The “pca” folder contains csv files for principal component analysis which is run on the normalized filtered feature-barcode matrix to reduce the number of gene dimensions. Within this folder, the first file is a projection of each cell onto the default 10 principal components. The second file is a components matrix which indicates how much each feature contributed to each principal component. The third file contains Ensembl IDs of the genes with the highest dispersion that were selected for use in the principal component calculations. The fourth file contains the proportion of the total variance explained by each principal component. The last file shows the normalized dispersion of each feature after grouping genes by their mean expression across the dataset.
The “tsne” folder contains CSV file for t-distributed Stochastic Neighbor Embedding (t-SNE) value after running PCA.
“metrics_summary” and “web_summary” provide the total number of cells collected for sequencing and details of sequencing outputs such as mean reads per cell, median genes per cell, total genes detected and frequency of reads mapped confidently to transcriptome.

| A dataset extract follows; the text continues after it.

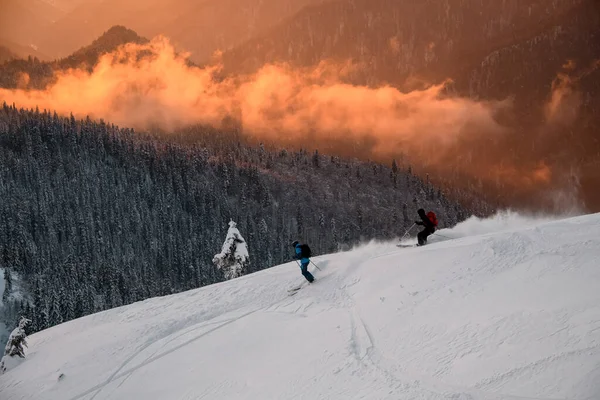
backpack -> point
(305, 251)
(432, 218)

The “SC_RNA_COUNTER_CS” file contains the “SC_RNA_COUNTER” and “CLOUPE_PREPROCESS” file which contain a pipeline of commands and subfolders with corresponding commands for each stages of pipeline. For detailed information on each file, refer to the 10X website, https://support.10xgenomics.com/single-cell-gene-expression/software/pipelines/latest/advanced/pipestance-structure#header.
Single-cell RNA sequencing (scRNAseq) was performed with WT (DAPICD45- EpCAM+) or CR+ (DAPICD45- EpCAM+CR+) epithelial cells, sorted into ice-cold 0.5% BSA in PBS and processed through the Chromium Single Cell 3' v2 Library Kit (10X Genomics) per the manufacturer’s protocol. Single-cell libraries from 10,000 cells per sample were sequenced with standard Illumina sequencing primers on an Illumina HiSeq 4000, using paired-end sequencing with single indexing, in which read 1 was 26 cycles and read 2 was 98 cycles. The resulting bcl files were de-multiplexed using bcl2fastq2.1.7v, and the resultant paired-end fastq files were aligned to the mm10 transcriptome (ftp://ftp.ensembl.org/pub/release84/fasta/mus_musculus/dna/Mus_musculus.GRCm38.dna.primary_assembly.fa.gz and ftp://ftp.ensembl.org/pub/release-84/gtf/mus_musculus/Mus_musculus.GRCm38.84.gtf.gz) using STAR aligner in the Cellranger toolkit (10X Genomics).